I just realized that by putting "9 months" and the word "announcement" in the same sentence that I might have just freaked people out. Heck, I freaked myself out. NO, not pregnant. But everything does have to do with babies.
First baby: this one:
OMGeeee, she is 9 months old today! (Only 3 more months of nursing, yesssssss) This girl is just, well, there are no words. We are finally past the 9 month sleep regression (thank you Jesus) and she is finally over the annoying whining/singing that occurs at every waking moment. I actually think she's just frustrated she can't crawl yet.
Her personality is so alive and real and I *love* this stage. Well, except for the diva part.
Last night, as I was rocking her to sleep, I forced myself to take in every single moment. I mean, I was holding a baby. MY baby. I was overwhelmed with how lucky I am. That, no matter how hard and crappy it can be sometimes, I never ever take a moment for granted.
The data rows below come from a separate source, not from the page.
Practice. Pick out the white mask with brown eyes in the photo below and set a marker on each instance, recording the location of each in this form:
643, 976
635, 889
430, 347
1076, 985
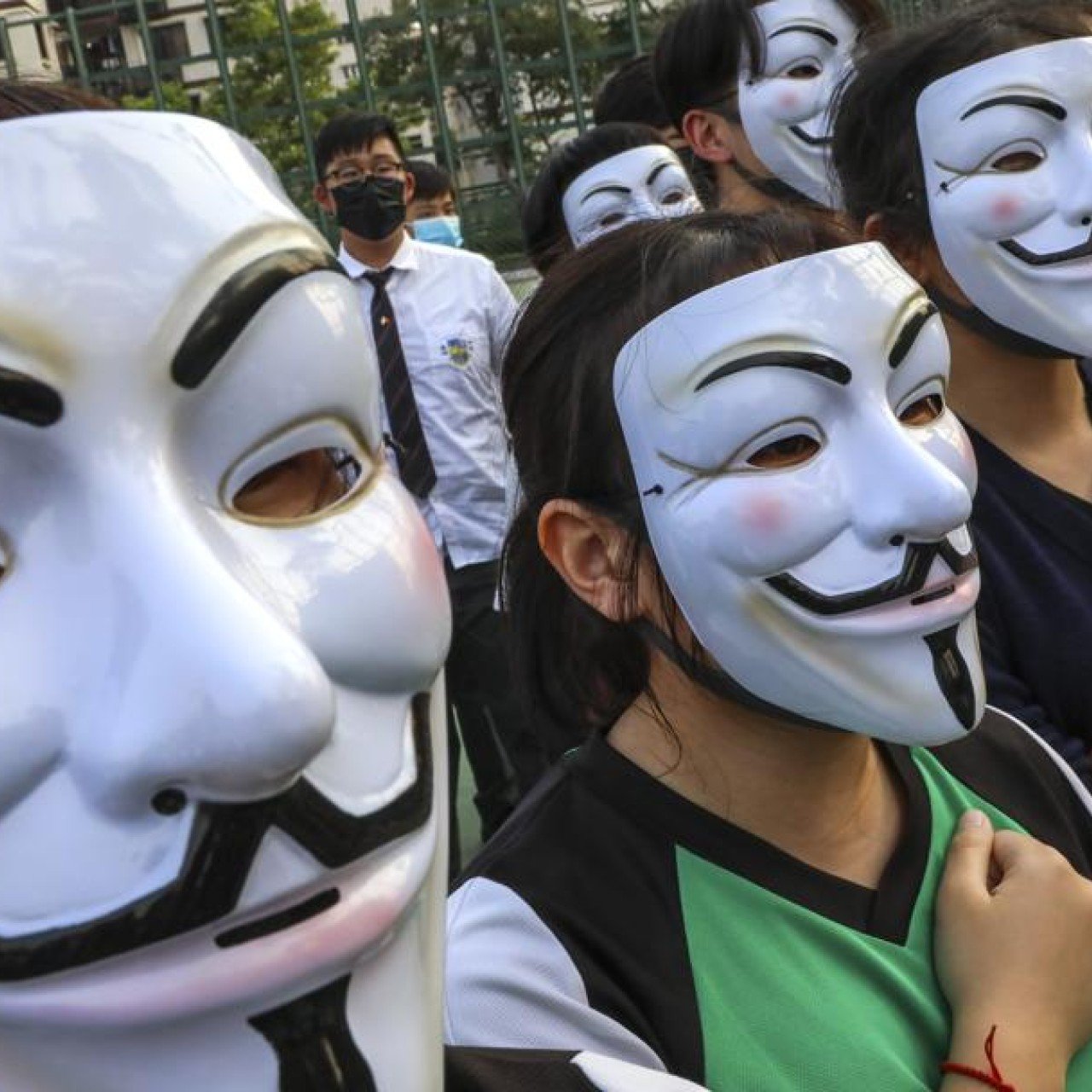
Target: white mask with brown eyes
646, 183
785, 108
806, 492
223, 619
1008, 177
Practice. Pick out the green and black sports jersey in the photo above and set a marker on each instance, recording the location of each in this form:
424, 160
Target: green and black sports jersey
613, 915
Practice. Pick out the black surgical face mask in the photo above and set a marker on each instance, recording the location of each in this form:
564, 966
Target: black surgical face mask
373, 207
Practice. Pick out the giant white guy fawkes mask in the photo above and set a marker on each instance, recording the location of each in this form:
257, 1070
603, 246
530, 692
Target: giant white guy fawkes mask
646, 183
785, 108
221, 860
1007, 153
806, 494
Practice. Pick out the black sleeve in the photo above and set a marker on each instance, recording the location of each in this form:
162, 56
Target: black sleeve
478, 1069
1009, 691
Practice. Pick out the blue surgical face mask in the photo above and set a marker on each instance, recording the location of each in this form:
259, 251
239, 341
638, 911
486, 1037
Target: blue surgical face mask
444, 230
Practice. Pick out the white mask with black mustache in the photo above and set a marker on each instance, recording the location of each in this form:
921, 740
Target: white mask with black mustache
219, 849
785, 108
646, 183
806, 494
1007, 153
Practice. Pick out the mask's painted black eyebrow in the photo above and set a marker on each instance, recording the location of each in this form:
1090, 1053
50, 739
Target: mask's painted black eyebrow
816, 363
909, 334
1032, 102
624, 190
819, 32
28, 400
241, 297
658, 171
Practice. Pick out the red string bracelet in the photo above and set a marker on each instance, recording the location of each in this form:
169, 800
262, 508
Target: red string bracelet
993, 1079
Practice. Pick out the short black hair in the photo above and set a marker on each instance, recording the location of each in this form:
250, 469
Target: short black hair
350, 132
545, 235
430, 182
698, 55
28, 98
630, 94
876, 152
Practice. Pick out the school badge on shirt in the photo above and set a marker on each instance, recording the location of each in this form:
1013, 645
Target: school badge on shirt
457, 351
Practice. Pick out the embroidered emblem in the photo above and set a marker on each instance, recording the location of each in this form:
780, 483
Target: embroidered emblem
457, 351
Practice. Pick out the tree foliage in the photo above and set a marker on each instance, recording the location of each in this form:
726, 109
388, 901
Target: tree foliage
467, 57
261, 78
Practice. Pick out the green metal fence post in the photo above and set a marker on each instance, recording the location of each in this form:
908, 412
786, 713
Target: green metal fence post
570, 61
635, 26
81, 61
7, 53
297, 85
153, 68
506, 96
362, 59
433, 78
217, 42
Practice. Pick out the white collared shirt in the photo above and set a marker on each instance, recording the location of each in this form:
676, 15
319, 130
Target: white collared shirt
453, 314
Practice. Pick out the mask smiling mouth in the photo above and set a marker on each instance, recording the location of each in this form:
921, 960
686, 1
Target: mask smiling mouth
224, 846
802, 135
1051, 258
909, 584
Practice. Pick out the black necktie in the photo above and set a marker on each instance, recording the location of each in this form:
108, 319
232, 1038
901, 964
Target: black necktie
415, 461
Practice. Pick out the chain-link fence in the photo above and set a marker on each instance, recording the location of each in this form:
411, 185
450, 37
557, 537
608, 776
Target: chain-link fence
483, 86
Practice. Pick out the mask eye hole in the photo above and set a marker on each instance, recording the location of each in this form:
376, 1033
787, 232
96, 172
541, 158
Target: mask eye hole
803, 70
788, 451
299, 486
923, 410
1014, 163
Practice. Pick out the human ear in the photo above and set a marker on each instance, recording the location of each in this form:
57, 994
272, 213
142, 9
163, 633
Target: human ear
588, 550
709, 136
323, 198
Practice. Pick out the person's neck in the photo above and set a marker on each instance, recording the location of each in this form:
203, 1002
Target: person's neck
735, 195
1034, 410
827, 799
375, 253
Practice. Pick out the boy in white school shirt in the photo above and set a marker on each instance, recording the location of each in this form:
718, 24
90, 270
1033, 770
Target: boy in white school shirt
439, 317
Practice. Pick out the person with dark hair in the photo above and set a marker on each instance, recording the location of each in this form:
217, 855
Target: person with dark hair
741, 568
629, 94
961, 145
26, 98
439, 318
612, 175
433, 212
749, 82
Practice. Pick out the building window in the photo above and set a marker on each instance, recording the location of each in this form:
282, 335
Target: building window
39, 33
170, 43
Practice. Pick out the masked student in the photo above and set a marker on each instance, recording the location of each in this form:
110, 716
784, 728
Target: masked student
433, 212
743, 570
266, 744
749, 84
247, 773
439, 318
612, 175
962, 145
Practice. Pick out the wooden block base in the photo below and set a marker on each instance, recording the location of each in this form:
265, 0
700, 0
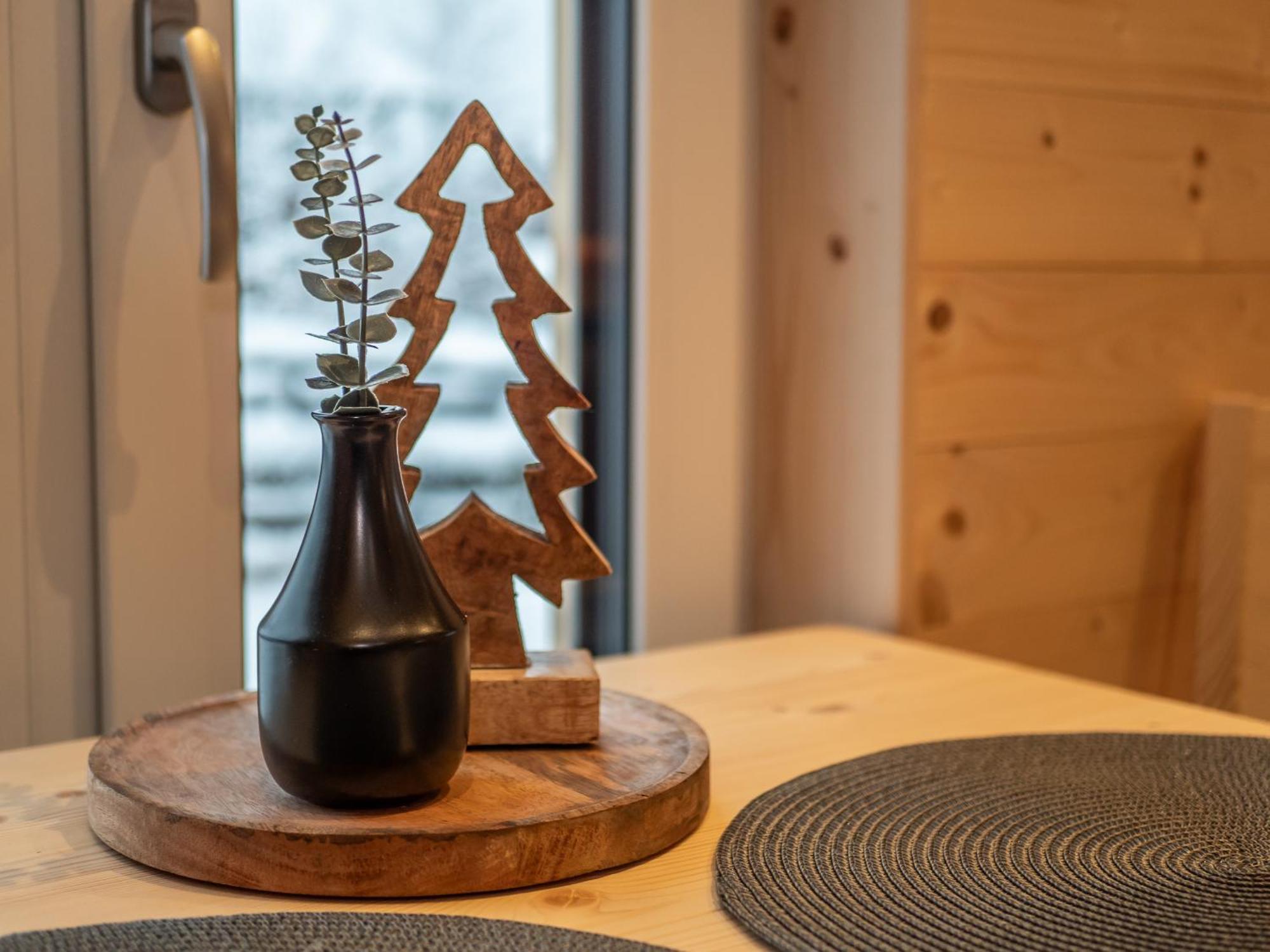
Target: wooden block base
553, 701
It all can be taken away tomorrow. I could never have this experience again. You never know. In that rocking chair I was humbled and emptied and filled and just so grateful.
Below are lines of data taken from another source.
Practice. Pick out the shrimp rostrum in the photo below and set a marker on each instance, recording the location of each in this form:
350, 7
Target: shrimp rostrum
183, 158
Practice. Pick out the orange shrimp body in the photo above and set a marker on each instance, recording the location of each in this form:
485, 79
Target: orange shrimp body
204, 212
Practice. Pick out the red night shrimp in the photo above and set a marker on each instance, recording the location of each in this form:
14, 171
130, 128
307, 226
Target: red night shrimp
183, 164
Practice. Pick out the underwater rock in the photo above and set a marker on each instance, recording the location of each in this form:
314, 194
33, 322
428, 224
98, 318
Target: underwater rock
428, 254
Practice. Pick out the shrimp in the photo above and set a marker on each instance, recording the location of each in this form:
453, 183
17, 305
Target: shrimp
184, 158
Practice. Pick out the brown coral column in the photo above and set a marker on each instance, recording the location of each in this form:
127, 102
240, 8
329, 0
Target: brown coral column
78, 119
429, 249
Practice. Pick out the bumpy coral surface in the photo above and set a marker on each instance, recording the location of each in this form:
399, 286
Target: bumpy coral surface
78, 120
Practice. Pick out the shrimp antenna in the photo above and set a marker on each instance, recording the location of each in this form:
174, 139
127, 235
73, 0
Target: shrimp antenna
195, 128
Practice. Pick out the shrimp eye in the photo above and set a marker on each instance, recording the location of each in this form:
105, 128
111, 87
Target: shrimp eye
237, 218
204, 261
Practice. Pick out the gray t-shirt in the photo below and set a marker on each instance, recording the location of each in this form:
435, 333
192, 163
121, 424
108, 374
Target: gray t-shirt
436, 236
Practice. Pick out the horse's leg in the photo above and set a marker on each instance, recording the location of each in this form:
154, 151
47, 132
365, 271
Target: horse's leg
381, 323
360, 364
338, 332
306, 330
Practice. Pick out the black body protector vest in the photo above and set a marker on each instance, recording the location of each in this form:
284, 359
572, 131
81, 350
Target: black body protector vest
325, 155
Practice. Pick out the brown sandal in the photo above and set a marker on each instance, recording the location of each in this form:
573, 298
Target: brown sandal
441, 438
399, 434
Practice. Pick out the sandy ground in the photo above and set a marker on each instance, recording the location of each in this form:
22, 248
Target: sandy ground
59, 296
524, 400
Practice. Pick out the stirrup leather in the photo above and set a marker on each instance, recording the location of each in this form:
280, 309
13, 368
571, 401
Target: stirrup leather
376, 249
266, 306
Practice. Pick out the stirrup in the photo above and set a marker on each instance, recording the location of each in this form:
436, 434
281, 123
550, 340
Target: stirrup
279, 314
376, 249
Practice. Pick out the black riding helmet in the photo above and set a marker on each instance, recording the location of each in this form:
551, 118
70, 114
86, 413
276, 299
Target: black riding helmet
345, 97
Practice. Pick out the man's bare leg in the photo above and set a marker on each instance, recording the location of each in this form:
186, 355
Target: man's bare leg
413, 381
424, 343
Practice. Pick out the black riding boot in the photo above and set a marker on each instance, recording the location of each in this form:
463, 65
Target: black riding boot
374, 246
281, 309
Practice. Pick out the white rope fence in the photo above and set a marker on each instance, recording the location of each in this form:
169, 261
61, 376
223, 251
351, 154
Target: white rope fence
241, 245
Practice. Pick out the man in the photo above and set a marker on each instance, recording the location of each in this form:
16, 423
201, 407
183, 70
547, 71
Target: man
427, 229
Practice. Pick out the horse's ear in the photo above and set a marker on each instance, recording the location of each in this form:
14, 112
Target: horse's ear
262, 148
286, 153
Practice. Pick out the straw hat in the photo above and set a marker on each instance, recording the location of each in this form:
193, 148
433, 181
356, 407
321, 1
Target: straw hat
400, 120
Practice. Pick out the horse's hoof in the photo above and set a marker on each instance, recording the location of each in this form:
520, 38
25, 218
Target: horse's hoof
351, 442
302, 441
OK, now onto my next baby. This blog. I've had a love/hate relationship with it in the past but it kept calling me back (we went over this already, like a while ago or something). And now, it's being born into something new. (see what did there?, good job Kristine.)
Today is the last day of The Fire Within. This blog, you all, have treated me so well. But it's time she blossoms into something new. Actually this blossoming has been in the works for a few months now and tomorrow will be the next chapter in, hopefully, a long book. Man, I'm getting too frilly and sentimental - especially on a Tuesday morning.